11 Summary of Evidence and Relation to Corballis and Dunbar

Thus, there is a class of calls displayed by chimpanzees that consist of apparently voluntary control over the respiratory apparatus, apparently voluntary control over a variety of post-laryngeal modifications of the airstream, are apparently amplified versions of sounds made during grooming, display a reverse patterning of cerebral dominance, compared with most vocalizations, and are ontogenetically adapted for use in ecologically novel experimental contexts in which chimpanzees are dependent upon humans to act on the world for them, the Referential Problem Space. There are at least two theoretically significant aspects of this pattern of empirical results.

The first significant implication of this pattern of findings is that these sounds are amplified versions of sounds that chimpanzees make during grooming episodes. When chimpanzees groom each other, they might repetitively chomp their teeth, display low-level sputtering, smack their lips together or pant repeatedly. Dunbar (1996) has suggested that when social networks become too large for one-to-one grooming to support those networks, then calling behaviour fulfils that role and sees in this postulate a possible socioecological mechanism that might have fostered oral communication in our hominid ancestors. The patterns we reviewed are consistent with Dunbar’s hypothesis: we find that even in the absence of natural selection, a relatively simple set of changes to chimpanzees’ ecological circumstances elicits remarkable innovation in call use, when these apes are dependent upon others to act on the world outside their cages. We propose that there is substantial, yet heretofore underappreciated flexibility in the call systems of great apes, and we think that it is possibly no coincidence that the calls associated with grooming—crucial for developing and maintaining affiliative social relationships—are the calls that display the most flexibility in use. Grooming is used strategically—and therefore apparently intentionally—in great apes (e.g., Aureli and de Waal 2000; de Waal 1982). The flexibility in these call systems is manifested in the Referential Problem Space. We have previously argued that this socioecological circumstance, in which an organism is dependent upon another to act on the world for them, characterized the early developmental environments of our hominid ancestors, when babies began to be born too weak and helpless to cling to their mothers throughout the infancy period (Leavens et al. 2008, 2009). In contemporary chimpanzees, newborns are similarly weak and helpless, but rapidly develop the capacity to cling to their mothers during locomotion, and this occurs early in infancy—indeed, chimpanzees are capable of independent locomotion by approximately 5 months of age. In contrast, human babies lack this clinging capacity throughout their infancy period, and locomotor development is an extremely protracted process with a duration of several years (Adolph and Berger 2005).

The second aspect of theoretical interest is that these calls are, except for pants and extended grunts, modulated at the very top of the supralaryngeal cavity, specifically at the lips.
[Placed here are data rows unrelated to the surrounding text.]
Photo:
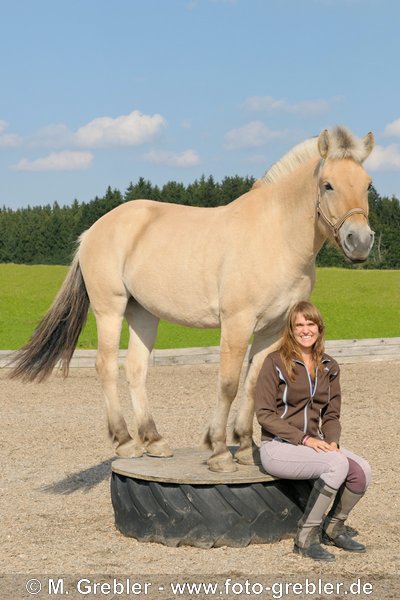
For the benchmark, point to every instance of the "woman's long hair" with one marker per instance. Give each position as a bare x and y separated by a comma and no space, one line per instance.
290,349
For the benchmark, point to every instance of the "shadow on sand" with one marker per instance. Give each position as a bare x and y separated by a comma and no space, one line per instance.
82,480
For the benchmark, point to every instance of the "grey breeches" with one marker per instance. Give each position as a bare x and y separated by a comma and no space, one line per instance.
290,461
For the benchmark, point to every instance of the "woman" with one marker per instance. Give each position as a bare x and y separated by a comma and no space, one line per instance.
298,407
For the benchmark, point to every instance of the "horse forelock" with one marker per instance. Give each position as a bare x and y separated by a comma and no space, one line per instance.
343,144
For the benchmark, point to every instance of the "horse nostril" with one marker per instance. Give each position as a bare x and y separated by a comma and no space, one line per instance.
350,240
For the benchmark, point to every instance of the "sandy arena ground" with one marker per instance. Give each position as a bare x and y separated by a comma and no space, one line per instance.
56,512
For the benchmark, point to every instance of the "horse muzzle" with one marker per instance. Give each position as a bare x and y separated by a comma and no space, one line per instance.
356,241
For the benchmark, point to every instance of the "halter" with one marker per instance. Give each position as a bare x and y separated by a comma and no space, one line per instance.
334,227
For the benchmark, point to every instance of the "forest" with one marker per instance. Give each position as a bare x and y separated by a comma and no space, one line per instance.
47,234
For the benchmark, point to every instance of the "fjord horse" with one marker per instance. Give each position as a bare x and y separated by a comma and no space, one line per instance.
239,267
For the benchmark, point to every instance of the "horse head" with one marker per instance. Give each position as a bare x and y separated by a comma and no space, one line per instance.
343,187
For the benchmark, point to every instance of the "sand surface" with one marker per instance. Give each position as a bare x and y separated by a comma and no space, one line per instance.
56,512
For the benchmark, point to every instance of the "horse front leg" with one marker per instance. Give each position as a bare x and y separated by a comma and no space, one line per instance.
233,347
248,452
142,334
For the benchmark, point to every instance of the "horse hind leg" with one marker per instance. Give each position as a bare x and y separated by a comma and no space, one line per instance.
109,321
142,334
248,452
234,341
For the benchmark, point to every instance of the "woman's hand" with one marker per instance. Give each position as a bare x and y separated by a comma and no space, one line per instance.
320,445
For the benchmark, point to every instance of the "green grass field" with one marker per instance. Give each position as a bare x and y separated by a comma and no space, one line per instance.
354,303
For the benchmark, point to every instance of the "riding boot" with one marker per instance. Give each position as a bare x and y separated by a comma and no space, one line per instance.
307,541
334,530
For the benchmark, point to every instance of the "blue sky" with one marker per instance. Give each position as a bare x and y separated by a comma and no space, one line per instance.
100,92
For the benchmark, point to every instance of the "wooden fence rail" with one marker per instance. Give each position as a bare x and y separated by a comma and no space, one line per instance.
345,351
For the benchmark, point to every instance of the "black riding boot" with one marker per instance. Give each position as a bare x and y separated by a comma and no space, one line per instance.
307,541
334,528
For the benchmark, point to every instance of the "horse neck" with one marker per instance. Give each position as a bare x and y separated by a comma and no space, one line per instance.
296,196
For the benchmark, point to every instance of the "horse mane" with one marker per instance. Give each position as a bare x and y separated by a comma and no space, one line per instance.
291,160
342,144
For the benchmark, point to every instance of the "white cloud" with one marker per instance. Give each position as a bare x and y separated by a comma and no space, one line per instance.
56,161
268,103
384,158
8,140
188,158
56,135
393,129
127,130
252,135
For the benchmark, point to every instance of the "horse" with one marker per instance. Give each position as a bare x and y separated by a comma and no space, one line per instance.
239,267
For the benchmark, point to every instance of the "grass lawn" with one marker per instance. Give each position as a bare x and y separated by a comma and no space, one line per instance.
355,304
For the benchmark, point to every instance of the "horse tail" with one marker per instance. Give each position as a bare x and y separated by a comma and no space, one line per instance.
56,335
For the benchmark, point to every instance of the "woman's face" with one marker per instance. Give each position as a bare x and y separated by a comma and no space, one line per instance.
305,332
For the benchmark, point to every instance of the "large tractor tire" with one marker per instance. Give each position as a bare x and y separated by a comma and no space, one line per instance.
203,509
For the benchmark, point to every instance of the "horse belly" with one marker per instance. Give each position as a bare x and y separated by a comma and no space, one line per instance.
174,291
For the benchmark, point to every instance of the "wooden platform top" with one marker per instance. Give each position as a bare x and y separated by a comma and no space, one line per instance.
187,465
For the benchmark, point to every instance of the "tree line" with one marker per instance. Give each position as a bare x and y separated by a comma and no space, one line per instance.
47,234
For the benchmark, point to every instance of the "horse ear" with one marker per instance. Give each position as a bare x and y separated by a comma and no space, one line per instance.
323,143
368,142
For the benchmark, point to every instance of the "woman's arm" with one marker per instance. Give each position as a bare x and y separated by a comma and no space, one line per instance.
330,425
266,405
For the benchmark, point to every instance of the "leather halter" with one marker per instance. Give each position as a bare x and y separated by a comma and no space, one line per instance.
334,227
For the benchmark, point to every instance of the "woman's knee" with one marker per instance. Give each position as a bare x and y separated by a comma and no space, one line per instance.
338,471
359,476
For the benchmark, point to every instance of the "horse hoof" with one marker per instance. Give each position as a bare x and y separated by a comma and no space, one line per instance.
130,449
248,456
222,463
159,449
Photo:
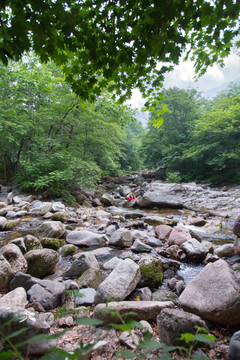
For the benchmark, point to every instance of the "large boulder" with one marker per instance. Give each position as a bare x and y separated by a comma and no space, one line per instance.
83,262
195,251
33,323
41,262
121,238
214,295
6,273
85,238
179,235
137,310
120,283
51,229
15,257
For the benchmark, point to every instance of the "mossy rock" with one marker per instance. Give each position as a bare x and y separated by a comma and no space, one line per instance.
68,249
152,274
52,243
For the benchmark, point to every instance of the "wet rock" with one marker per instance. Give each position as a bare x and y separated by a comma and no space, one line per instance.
51,229
15,298
85,238
86,298
82,263
226,250
179,235
32,243
50,294
172,323
195,251
22,318
214,295
41,262
120,283
162,232
142,294
137,310
139,246
234,347
91,278
3,223
15,257
121,238
6,273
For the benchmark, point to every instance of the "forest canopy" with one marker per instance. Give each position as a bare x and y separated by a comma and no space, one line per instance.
118,44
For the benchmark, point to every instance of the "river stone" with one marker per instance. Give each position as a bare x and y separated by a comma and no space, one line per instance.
179,235
15,257
226,250
83,262
120,283
163,231
23,318
3,222
139,246
85,238
32,243
159,220
121,238
137,310
234,347
6,273
86,298
214,295
50,294
195,251
107,199
41,262
15,298
172,323
112,263
20,242
51,229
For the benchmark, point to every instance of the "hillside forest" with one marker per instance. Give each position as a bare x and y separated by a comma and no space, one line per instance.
52,140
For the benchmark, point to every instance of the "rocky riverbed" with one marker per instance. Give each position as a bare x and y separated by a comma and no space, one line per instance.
167,257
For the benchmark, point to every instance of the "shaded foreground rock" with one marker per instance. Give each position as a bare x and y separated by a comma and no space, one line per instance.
120,283
214,295
143,310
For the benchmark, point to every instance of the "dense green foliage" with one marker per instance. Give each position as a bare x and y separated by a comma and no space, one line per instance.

This is consistent with the evolutionary scenario for language origins proposed by Corballis (2002); in his view, the evolution of language proceeded in our own lineage according to the following order: gestures from the hands to gestures of the mouth and then, finally, to occult gestures of the larynx in contemporary speech. It is, therefore, really quite remarkable that the flexibility in calls that we find in these close relatives of humans is largely manifested at the front of the mouth. We interpret this to be consistent with Corballis’s suggestion, and, moreover, we think that this supports the view that our hominid ancestors were preadapted for supralaryngeal modulation of calling, in the sense that Hauser et al. (2002) proposed that humans share a mosaic of communication characteristics with other mammals. Corballis’s long-standing concern with the left hemisphere as being preadapted for linguistic communication is, we think, supported by the evidence suggestive (a) of right-hand dominance for manual gestures in chimpanzees, particularly when the animals are simultaneously calling (Hopkins and Leavens 1998; Hopkins and Cantero 2003), (b) of right-hand dominance for bimanual grooming in chimpanzees (Hopkins et al. 2007a, b), and (c) of left-hemisphere dominance for speech in humans. This pattern supports the idea that the last common ancestor of great apes and humans were already left-hemisphere dominant for manual grooming, and when the later Pleistocene growth in mean group size in the human lineage exerted the adaptive effects on relationship maintenance postulated by Dunbar—capping, in effect, the amount of time available for relationship maintenance through grooming—the left hemisphere was already preadapted for this affiliative function.

Thus, in modern apes, we find an unanticipated intersection between Dunbar’s (1996) gossip-as-grooming hypothesis and Corballis’s (2002) hand-to-mouth hypothesis. The former implies that grooming calls are those most readily adapted to new ecological circumstances, while the latter implies that the mouth is the next most flexible site for intentionally communicative signalling, after the hands. The evidence suggests that:

  1. (a)

    apes in ecologically novel circumstances tend to adapt grooming calls to novel ends, particularly when attempting to gain the attention of an otherwise inattentive social partner;

  2. (b)

    the intentionality of these attention-getting calls is well established, suggesting that the last common ancestor of apes and humans was preadapted for intentional signalling;

  3. (c)

    the left-hemisphere dominance associated with the production of these attention-getting calls presages the later left-hemisphere dominance for speech found for most humans;

  4. (d)

    the last common ancestor of humans and apes had substantial voluntary control over both their manual and oral gestures.

Hence, on the basis of these premises, we suggest that in the evolution of speech, voluntary control over significant aspects of both visual and auditory communication was already possessed by the last common ancestor of extant non-human and human apes. This ancestor was an ape that lived in the Late Miocene. If this is true, then the epoch of time required to develop the apparently uniquely human, rapid-fire, dynamic control over the larynx and the tongue is greatly increased in duration over most contemporary scenarios for the evolution of speech (e.g., Arbib 2005, Arbib et al. 2008; Corballis 1991, 2002). If the last common ancestor of humans and the other apes already had intentional control over the most rostral portion of the oral cavity, then there are approximately 6.5 million years in which to evolve the further specialized control over lingual and laryngeal structures evinced by our species. Others have noted the relative paucity of appropriate studies of wild apes to address the questions of intentional calling in great apes (e.g., Burling 1993; Owren et al. 2011; Zuberbühler 2005), but recent fieldwork on chimpanzees is beginning to demonstrate substantial apparent volitional control over their calls (see, e.g., Schel et al. 2013a, b). To the extent that this scenario is correct is the extent to which the evolution of speech becomes more of an evolutionarily adaptive solution and less of a deus ex machina.